The level of spending by the US on the region is another indicator of political will. The US recently committed $60 million to the new G5 Sahel collective security project.8 Other funding, always in the millions of Euros comes from the EU, Saudi Arabia and the UAE. Between 2005 and 2013 the US provided Mali, Chad, Mauritania and Niger less than $250 million through the Trans-Saharan Counterterrorism Project.9 Compare this to the $1.3 trillion it spent on COIN in Iraq and Afghanistan over the same period, or the $11 million the spent per day countering ISIS in 2015.10
The current administration has signaled little interest in traditional approaches to African development or security.

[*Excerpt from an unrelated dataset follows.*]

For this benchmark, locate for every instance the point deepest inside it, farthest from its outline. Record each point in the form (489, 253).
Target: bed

Counter-terror and counterinsurgency efforts, especially as articulated in the COIN manual exist on a continuum from strictly military, squad-sized, one-time, special operations to multi-year, interagency, security assistance and nation-building campaigns. The US should keep its operations sized towards the former over the latter. Beyond the arming of drones to be launched from AFRICOMs new base in Niamey Niger, the presence of US military and diplomatic personnel in the region is minimal and should remain so for the immediate future. European and UN-led efforts are more comprehensive in their design and appear to be taken more seriously as a part of their foreign policy or national security strategies.11 The US capacity to provide material, logistics, intelligence and extensive financial support would be better spent supporting European-led efforts, as the local population is already more familiar with them and they are more likely to see long-term comprehensive COIN operations in their national interest.